For hospitals, it is recommended that the source strength of all brachytherapy sources is measured on receipt with a well-type re-entrant ionization chamber and compared with the manufacturer’s certificate of source strength. Calibration of the hospital’s well-type chamber in terms of air-kerma rate is performed by an SSDL or PSDL for the specific radioisotope used.
Dose calculation formalisms have been developed for brachytherapy such as the AAPM TG 43 report. In this report, quantities are defined and discussed to calculate the absorbed dose rate to water surrounding the source. These quantitues include the air kerma strength and dose rate constant in water as well as the geometry, radial dose, and anisotropy functions. The factors are tabulated and disseminated for various brachytherapy sources. It is noted that relative dosimetry in brachytherapy is complex as a result of the high dose gradients involved and the influence of source geometry on the dose distribution.
In vivo dosimetry
In vivo dosimetry is a direct method of measuring radiation doses to patients receiving a radiotherapy treatment. The purpose of in vivo dosimetry is to verify that the treatment is carried out as prescribed. Together with other treatment verification tools used in radiotherapy, in vivo dosimetry might constitute a part of the quality management system in radiotherapy. It is a suitable method both to monitor treatment delivery and to detect errors early in the course of treatment. It may help to limit the escalation of an error to subsequent treatment sessions for a particular patient and to avoid systematic errors affecting many patients. Even if no errors are detected, the in vivo measurement provides a treatment record confirming that the dose was delivered correctly within the expected tolerance.
The simplest form of in vivo dosimetry for dose verification is to carry out an entrance dose measurement. It is easier to implement it in sites with regular body contours such as the pelvis and for simple techniques, which are not involving high dose gradients. For this reason, it is recommended that implementation begins with such sites and techniques. Once the system has been established and validated for these sites, more complex areas should be considered.
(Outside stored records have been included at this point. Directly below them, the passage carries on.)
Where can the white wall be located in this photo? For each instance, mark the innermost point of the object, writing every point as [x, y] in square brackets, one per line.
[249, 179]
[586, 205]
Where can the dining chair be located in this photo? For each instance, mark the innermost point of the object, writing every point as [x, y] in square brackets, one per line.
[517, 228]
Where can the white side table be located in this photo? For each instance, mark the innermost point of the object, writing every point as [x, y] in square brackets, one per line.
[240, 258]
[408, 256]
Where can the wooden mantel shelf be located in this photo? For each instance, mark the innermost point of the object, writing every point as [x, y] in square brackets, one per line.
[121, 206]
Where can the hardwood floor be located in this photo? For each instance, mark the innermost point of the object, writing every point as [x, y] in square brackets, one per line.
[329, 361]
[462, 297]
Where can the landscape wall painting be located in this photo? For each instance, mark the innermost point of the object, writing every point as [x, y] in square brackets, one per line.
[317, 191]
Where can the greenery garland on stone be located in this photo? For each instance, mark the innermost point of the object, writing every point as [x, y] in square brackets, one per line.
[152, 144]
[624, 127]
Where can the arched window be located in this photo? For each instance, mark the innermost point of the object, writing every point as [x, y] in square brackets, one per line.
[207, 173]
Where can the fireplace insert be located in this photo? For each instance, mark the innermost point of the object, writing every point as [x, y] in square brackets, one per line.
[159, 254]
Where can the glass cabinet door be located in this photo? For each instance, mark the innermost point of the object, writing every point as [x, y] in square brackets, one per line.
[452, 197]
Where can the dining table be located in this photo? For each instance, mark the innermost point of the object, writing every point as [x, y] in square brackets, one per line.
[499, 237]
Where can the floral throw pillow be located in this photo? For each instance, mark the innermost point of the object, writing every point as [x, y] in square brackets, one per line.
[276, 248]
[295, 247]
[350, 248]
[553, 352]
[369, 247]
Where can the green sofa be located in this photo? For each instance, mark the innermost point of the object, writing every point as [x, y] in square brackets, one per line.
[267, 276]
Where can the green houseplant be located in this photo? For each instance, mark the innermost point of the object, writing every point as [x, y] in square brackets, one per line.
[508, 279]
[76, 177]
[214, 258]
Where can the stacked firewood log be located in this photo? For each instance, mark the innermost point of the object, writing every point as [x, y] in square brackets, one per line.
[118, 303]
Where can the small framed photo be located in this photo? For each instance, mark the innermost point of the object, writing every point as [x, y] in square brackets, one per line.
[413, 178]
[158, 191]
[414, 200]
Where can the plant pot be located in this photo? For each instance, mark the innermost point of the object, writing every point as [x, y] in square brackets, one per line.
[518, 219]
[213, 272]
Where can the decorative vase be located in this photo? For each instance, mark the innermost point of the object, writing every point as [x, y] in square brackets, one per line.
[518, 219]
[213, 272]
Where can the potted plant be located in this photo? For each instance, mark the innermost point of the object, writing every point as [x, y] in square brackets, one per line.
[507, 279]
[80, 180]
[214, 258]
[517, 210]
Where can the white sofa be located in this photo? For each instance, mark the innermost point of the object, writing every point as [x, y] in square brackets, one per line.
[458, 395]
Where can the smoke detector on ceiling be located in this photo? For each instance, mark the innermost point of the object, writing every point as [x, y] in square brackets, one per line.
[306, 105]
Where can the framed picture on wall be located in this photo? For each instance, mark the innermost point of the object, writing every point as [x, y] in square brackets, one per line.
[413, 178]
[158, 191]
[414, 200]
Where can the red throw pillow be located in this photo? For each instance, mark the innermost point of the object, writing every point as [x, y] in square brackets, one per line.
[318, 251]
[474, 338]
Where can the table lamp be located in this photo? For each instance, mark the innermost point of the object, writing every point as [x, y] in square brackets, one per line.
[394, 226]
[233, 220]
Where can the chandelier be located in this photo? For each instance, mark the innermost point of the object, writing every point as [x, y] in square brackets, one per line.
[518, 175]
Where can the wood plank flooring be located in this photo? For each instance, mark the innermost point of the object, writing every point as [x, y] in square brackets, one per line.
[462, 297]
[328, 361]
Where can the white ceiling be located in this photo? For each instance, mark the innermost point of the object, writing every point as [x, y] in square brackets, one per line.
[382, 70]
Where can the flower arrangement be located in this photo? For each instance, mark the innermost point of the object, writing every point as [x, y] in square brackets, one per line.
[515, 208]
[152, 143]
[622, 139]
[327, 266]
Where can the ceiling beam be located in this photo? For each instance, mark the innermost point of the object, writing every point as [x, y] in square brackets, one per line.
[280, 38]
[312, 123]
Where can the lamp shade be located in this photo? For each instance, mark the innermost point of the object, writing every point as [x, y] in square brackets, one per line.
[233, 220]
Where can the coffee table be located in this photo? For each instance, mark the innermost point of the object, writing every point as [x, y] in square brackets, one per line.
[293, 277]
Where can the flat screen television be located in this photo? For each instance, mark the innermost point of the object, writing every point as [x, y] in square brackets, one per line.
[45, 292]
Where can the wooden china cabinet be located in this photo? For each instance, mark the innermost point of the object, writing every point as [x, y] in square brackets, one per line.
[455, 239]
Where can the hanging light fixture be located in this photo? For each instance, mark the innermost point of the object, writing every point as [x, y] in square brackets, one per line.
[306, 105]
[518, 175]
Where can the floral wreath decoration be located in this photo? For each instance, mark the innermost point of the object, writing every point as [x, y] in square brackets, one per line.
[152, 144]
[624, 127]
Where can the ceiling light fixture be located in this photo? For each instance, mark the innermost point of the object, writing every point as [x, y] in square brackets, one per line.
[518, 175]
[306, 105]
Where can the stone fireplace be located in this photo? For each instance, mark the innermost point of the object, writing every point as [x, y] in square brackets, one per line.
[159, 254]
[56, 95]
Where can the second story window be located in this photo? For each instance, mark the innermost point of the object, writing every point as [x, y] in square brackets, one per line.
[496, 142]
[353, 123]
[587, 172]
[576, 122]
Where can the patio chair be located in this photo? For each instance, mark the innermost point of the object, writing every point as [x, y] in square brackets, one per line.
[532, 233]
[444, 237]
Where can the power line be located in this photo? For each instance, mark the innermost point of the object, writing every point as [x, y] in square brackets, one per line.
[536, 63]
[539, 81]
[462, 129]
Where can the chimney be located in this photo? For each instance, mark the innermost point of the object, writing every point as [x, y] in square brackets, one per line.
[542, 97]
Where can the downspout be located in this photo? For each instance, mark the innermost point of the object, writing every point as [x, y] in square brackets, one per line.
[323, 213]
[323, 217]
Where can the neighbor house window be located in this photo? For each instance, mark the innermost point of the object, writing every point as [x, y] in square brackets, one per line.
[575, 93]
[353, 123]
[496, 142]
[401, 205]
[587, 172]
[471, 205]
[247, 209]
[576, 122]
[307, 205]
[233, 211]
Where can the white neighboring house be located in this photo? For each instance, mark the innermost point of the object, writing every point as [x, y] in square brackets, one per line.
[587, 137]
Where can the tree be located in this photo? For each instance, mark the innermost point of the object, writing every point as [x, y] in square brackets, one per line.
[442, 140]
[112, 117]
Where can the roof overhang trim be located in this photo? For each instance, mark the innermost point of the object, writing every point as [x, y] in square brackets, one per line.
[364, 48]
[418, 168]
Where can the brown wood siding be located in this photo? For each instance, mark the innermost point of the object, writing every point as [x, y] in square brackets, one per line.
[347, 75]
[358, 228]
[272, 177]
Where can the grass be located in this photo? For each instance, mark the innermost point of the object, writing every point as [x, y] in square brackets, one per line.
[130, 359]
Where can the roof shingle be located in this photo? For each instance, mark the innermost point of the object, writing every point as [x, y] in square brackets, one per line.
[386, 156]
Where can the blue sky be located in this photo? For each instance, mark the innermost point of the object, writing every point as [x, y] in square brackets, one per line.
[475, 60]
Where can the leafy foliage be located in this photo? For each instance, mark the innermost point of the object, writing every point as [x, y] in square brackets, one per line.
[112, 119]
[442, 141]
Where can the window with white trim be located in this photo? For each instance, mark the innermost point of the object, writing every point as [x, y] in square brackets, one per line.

It is also possible to carry out exit dose measurements and dose measurements in organs at risk or natural body cavities such as the rectum and the oesophagus. One of the problems of the latter ones is that it may be very difficult to ensure that the dosimeter is correctly positioned at the point of interest and not moving. It is helpful if radiographic evidence of the position of the dosimeter can be obtained. Even when the position is accurately known, it may nevertheless be the case that the dosimeter is in an area of high dose gradients (such as rectum measurements during brachytherapy treatments), and practically useful action levels may be hard to achieve such that only serious misadministration can be detected.
In vivo dosimetry systems can be divided into two main operational modes: ‘Active’ dosimeters provide a direct display of the accumulated dose whereas ‘passive’ dosimeters do not provide direct readouts and need to be analysed after their exposition. Typical detectors used for in vivo dosimetry are TLDs (passive), diodes (active), MOSFETs (active or passive), OSLDs (passive) and films (passive). Electronic Portal Imaging Devices (EPIDs) (active) have also demonstrated to be used for in vivo dosimetry, or ‘transit dosimetry’, purposes.